While authors have thoroughly described their scheme as well as the basic cryptographic primitives, they have not mentioned anything about a possible system model under which this scheme could be applied. To my eyes, a trusted cloud service provider that will be based on the principles of Trusted Computing [1] - such as the one described in [2] seems like the best fit. In addition to that, authors have missed important works from their related work part. For example, authors mention that "However, because of the open problem of revocation in attribute-based encryption, it still suffers from the user revocation in practical application [24–26].". It looks like authors are missing important references works in the area. More precisely, lately a workaround has been published [3, 4] where it separates the revocation mechanism from the actual ABE scheme. The authors should not just talk about the problem without known solutions.

 

Answer: Very thank the reviewer’s suggestions. Due to systematic understanding on attribute-based encryption, it results in the missing knowledge. According to the reviewer’s suggestions, we add the corresponding content.  And we also add related work.

 

 

While the security analysis is quite formal and rigorous there is absolutely no implementation or performance testing. Therefore, it is impossible to quantify the efficiency of the proposed scheme. However, since efficiency is the main selling point of the underlying scheme, it makes more sense for authors to think about how to quantify the performance of their scheme. Moreover, without a real-world setup, it is hard for readers to believe that the assumption made in the paper is practical. I think a real-world performance evaluation/testing or at least a lab-based performance evaluation must be added.

 

 

Answer:  Thank your suggestions, I think that the main selling point in the proposed scheme is to achieve deduplication checking. The efficiency of the scheme is also very important.  Thus, we add performance analysis in this manuscript.

 

Finally, while I appreciated the security analysis and the definition of the underlying security models the paper has many typos and grammatical mistakes. Therefore, the authors need to properly revisit the manuscript (on top of addressing the previous comments).
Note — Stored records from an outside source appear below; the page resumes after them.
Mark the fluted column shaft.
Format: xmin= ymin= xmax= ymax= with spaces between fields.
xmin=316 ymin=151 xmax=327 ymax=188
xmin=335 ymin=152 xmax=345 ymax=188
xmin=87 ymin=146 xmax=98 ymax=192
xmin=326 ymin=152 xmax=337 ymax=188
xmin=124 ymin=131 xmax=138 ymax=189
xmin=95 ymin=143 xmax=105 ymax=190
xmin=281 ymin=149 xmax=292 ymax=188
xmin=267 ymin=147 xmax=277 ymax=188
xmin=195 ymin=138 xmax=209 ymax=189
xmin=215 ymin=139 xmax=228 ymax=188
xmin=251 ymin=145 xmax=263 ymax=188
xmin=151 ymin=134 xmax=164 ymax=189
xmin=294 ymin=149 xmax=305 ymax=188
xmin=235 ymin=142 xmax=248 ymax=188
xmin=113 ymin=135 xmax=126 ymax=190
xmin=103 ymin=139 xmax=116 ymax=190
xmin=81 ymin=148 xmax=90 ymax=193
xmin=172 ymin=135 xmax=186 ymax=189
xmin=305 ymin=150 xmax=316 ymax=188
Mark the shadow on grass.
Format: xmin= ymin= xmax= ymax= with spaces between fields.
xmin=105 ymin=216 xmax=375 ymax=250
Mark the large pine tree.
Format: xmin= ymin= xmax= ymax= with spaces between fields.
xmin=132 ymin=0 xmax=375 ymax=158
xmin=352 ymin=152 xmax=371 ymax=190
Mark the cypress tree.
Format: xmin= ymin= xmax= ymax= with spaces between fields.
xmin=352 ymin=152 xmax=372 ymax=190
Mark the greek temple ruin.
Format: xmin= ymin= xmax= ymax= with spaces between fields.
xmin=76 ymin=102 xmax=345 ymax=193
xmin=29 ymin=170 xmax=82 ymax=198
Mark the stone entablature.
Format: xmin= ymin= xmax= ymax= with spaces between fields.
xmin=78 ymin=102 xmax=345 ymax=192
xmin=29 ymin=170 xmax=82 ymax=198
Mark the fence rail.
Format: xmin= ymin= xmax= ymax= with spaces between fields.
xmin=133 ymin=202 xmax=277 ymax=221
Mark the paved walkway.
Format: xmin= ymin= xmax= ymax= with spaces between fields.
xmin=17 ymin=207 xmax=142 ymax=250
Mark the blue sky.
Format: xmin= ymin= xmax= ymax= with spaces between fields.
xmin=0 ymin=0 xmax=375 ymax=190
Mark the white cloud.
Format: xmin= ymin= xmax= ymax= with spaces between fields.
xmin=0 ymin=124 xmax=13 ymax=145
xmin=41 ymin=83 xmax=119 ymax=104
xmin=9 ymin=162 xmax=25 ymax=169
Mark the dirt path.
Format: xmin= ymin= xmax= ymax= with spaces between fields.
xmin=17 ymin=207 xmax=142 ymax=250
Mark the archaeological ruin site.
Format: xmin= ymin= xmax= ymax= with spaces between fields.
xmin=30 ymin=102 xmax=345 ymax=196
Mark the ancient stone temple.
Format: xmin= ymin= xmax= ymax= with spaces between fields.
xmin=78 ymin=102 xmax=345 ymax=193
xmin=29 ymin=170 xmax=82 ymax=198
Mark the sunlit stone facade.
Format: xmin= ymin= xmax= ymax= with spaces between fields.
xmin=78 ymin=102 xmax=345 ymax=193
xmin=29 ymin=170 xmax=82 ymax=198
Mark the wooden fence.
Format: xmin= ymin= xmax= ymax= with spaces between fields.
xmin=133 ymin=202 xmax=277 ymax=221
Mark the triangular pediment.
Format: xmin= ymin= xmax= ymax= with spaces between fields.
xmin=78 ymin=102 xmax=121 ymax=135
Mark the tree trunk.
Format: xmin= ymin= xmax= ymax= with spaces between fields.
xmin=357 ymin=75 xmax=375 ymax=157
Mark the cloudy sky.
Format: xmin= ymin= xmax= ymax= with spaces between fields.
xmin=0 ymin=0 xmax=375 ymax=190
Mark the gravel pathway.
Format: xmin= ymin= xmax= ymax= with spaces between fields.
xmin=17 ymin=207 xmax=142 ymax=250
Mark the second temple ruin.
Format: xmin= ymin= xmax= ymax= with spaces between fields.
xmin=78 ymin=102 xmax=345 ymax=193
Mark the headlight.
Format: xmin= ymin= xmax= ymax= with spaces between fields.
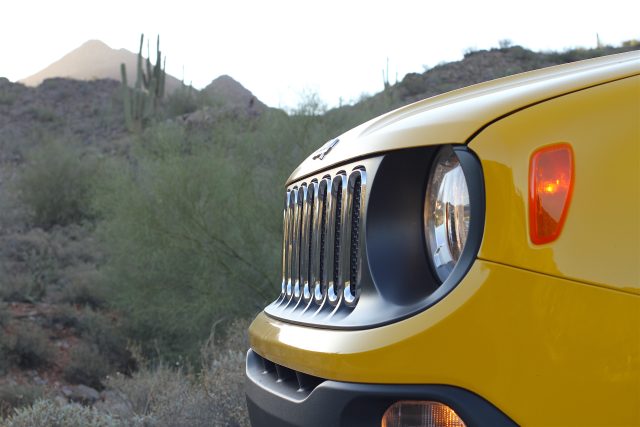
xmin=424 ymin=146 xmax=471 ymax=282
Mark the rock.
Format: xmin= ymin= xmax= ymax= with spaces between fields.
xmin=60 ymin=386 xmax=73 ymax=397
xmin=53 ymin=396 xmax=69 ymax=406
xmin=68 ymin=384 xmax=100 ymax=405
xmin=94 ymin=390 xmax=135 ymax=419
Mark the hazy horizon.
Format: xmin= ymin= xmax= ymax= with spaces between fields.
xmin=0 ymin=0 xmax=640 ymax=108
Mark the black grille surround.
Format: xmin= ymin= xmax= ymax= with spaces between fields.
xmin=265 ymin=146 xmax=484 ymax=329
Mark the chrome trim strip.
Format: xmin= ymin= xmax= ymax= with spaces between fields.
xmin=302 ymin=181 xmax=319 ymax=304
xmin=286 ymin=187 xmax=298 ymax=302
xmin=313 ymin=177 xmax=331 ymax=305
xmin=280 ymin=190 xmax=291 ymax=298
xmin=293 ymin=184 xmax=311 ymax=301
xmin=278 ymin=168 xmax=367 ymax=311
xmin=291 ymin=187 xmax=302 ymax=301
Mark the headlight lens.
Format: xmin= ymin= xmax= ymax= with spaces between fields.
xmin=424 ymin=146 xmax=471 ymax=282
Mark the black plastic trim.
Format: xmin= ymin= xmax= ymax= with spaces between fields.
xmin=246 ymin=350 xmax=517 ymax=427
xmin=265 ymin=145 xmax=485 ymax=330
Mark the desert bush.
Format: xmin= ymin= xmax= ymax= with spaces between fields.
xmin=47 ymin=304 xmax=81 ymax=329
xmin=60 ymin=267 xmax=106 ymax=310
xmin=8 ymin=322 xmax=54 ymax=369
xmin=77 ymin=309 xmax=136 ymax=374
xmin=0 ymin=302 xmax=11 ymax=328
xmin=102 ymin=320 xmax=249 ymax=427
xmin=96 ymin=142 xmax=272 ymax=360
xmin=64 ymin=343 xmax=111 ymax=390
xmin=0 ymin=228 xmax=58 ymax=302
xmin=2 ymin=400 xmax=121 ymax=427
xmin=0 ymin=384 xmax=47 ymax=419
xmin=200 ymin=319 xmax=250 ymax=425
xmin=17 ymin=142 xmax=97 ymax=228
xmin=0 ymin=328 xmax=15 ymax=374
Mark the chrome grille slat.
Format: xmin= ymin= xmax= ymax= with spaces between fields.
xmin=279 ymin=169 xmax=366 ymax=310
xmin=281 ymin=190 xmax=291 ymax=297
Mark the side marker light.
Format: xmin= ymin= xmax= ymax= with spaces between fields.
xmin=529 ymin=143 xmax=574 ymax=245
xmin=382 ymin=400 xmax=465 ymax=427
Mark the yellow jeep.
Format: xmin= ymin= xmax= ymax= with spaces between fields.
xmin=247 ymin=52 xmax=640 ymax=427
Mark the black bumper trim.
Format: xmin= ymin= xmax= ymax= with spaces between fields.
xmin=246 ymin=350 xmax=517 ymax=427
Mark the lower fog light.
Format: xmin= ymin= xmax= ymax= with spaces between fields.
xmin=382 ymin=400 xmax=465 ymax=427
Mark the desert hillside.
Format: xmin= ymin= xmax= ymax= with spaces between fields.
xmin=0 ymin=41 xmax=640 ymax=426
xmin=20 ymin=40 xmax=182 ymax=93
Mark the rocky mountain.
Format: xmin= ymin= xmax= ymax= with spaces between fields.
xmin=203 ymin=75 xmax=267 ymax=113
xmin=20 ymin=40 xmax=182 ymax=94
xmin=0 ymin=77 xmax=127 ymax=164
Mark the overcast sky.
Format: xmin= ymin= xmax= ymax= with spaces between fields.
xmin=0 ymin=0 xmax=640 ymax=107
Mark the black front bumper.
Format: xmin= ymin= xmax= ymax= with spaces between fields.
xmin=246 ymin=350 xmax=517 ymax=427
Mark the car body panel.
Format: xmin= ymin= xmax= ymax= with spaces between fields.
xmin=249 ymin=52 xmax=640 ymax=426
xmin=469 ymin=76 xmax=640 ymax=294
xmin=250 ymin=260 xmax=640 ymax=425
xmin=288 ymin=52 xmax=640 ymax=184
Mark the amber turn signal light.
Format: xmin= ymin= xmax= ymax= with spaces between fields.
xmin=529 ymin=143 xmax=574 ymax=245
xmin=382 ymin=400 xmax=465 ymax=427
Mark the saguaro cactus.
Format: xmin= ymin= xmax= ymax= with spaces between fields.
xmin=120 ymin=34 xmax=167 ymax=131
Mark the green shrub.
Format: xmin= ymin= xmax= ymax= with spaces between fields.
xmin=47 ymin=304 xmax=81 ymax=329
xmin=2 ymin=400 xmax=121 ymax=427
xmin=8 ymin=322 xmax=54 ymax=369
xmin=60 ymin=269 xmax=106 ymax=309
xmin=64 ymin=344 xmax=111 ymax=390
xmin=0 ymin=228 xmax=58 ymax=302
xmin=17 ymin=142 xmax=97 ymax=228
xmin=0 ymin=302 xmax=11 ymax=328
xmin=95 ymin=145 xmax=272 ymax=360
xmin=78 ymin=310 xmax=136 ymax=374
xmin=0 ymin=328 xmax=15 ymax=375
xmin=0 ymin=384 xmax=47 ymax=419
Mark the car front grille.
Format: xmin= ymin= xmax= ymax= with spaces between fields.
xmin=276 ymin=167 xmax=367 ymax=310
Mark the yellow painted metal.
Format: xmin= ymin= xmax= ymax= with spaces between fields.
xmin=250 ymin=260 xmax=640 ymax=426
xmin=250 ymin=52 xmax=640 ymax=426
xmin=288 ymin=51 xmax=640 ymax=184
xmin=469 ymin=76 xmax=640 ymax=294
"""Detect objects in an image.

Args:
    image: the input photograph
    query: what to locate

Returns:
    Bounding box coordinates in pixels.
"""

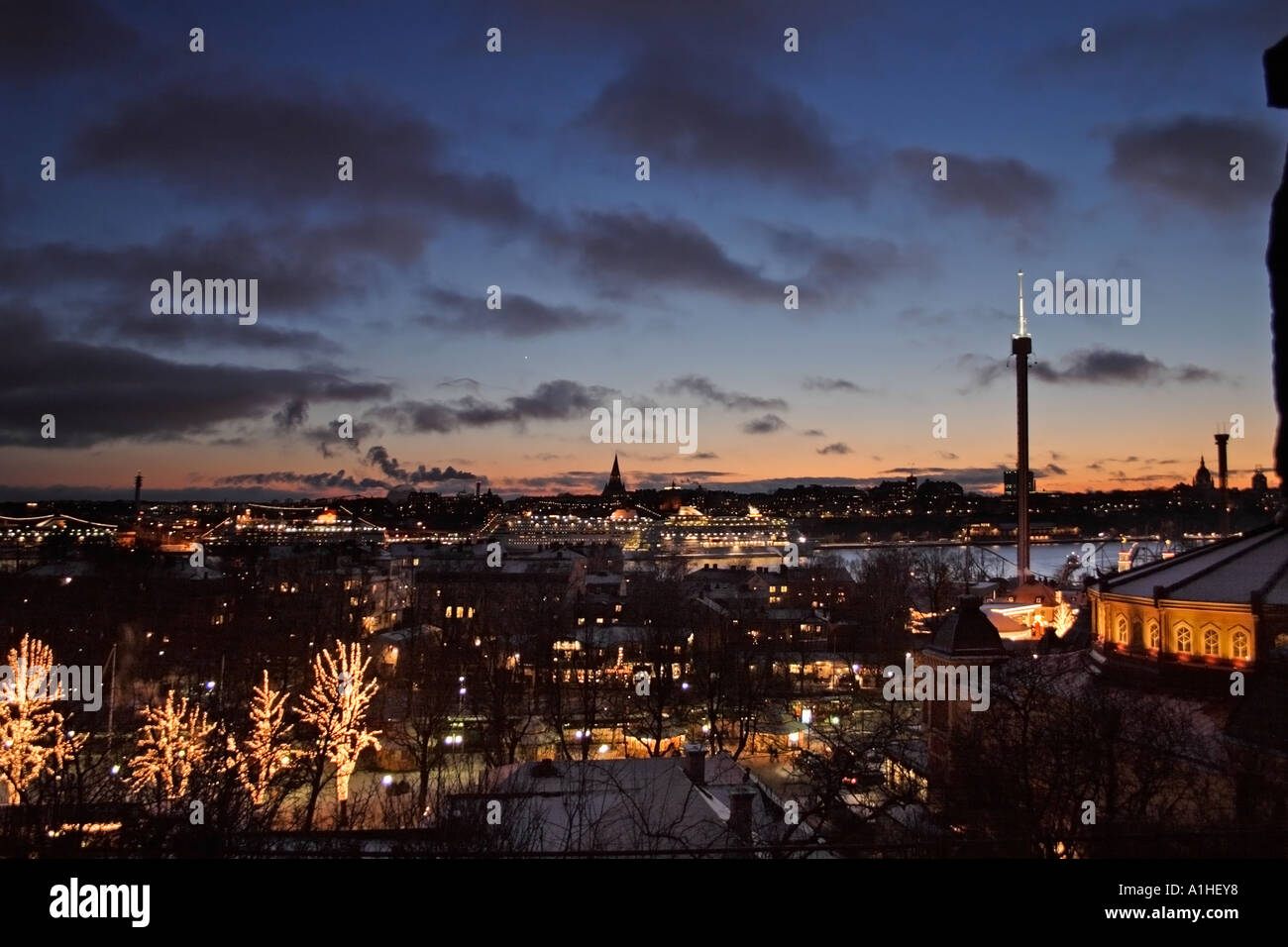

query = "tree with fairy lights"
[300,640,380,828]
[129,690,215,800]
[1053,591,1078,638]
[237,672,300,805]
[0,635,85,804]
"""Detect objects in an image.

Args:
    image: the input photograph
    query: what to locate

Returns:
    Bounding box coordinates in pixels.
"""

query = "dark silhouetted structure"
[1262,36,1288,504]
[1012,271,1033,585]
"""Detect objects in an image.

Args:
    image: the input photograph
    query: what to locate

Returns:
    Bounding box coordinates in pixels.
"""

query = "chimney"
[684,743,707,786]
[729,786,756,845]
[1012,270,1033,585]
[1216,434,1231,536]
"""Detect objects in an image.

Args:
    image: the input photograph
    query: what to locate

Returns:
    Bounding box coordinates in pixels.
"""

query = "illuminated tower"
[604,454,626,496]
[1012,270,1033,585]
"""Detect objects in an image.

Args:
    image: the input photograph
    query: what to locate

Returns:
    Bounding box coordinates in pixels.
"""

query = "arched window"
[1234,630,1248,657]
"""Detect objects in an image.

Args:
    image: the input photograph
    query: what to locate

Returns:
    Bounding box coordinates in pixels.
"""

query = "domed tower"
[1194,458,1212,489]
[604,454,626,496]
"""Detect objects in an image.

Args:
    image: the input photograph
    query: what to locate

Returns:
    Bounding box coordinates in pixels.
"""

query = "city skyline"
[0,0,1283,500]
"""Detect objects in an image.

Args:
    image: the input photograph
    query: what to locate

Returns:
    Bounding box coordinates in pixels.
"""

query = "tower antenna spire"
[1015,269,1029,335]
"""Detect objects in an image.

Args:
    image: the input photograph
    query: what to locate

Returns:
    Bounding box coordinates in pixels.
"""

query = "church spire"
[602,454,626,496]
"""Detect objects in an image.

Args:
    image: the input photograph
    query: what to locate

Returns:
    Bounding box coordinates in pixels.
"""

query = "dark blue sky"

Finally, while I appreciated the security analysis and the definition of the underlying security models the paper has many typos and grammatical mistakes. Therefore, the authors need to properly revisit the manuscript (on top of addressing the previous comments).

 

 

Answer: thank you,  I revise the corresponding grammatical mistakes and typos.

 

 


Reviewer 2 Report

To protect the anonymity of receiver, the authors construct a privacy-preserving multi-receiver certificateless broadcast encryption scheme. The authors should further improve the writing performance. The construction and the security proof looks correct. The authors need to present the efficiency analysis for the construction w.r.t. computational and communication cost for the system. It is also better for the authors to compare their scheme with other existing ones in terms of security, efficiency and properties.

Author Response

Thank your  suggestion.


In the revised vision,  we give the corresponding computational cost of the main algorithm by comparing with Hung et al.scheme [55] and Islam et al. scheme [31].


Round 2

Reviewer 1 Report

Authors successfully addressed all of the previous comments. In addition to that, they added an important section where they evaluated the performance of the proposed scheme. 


Based on the current improvements, I suggest to accept the paper for publication.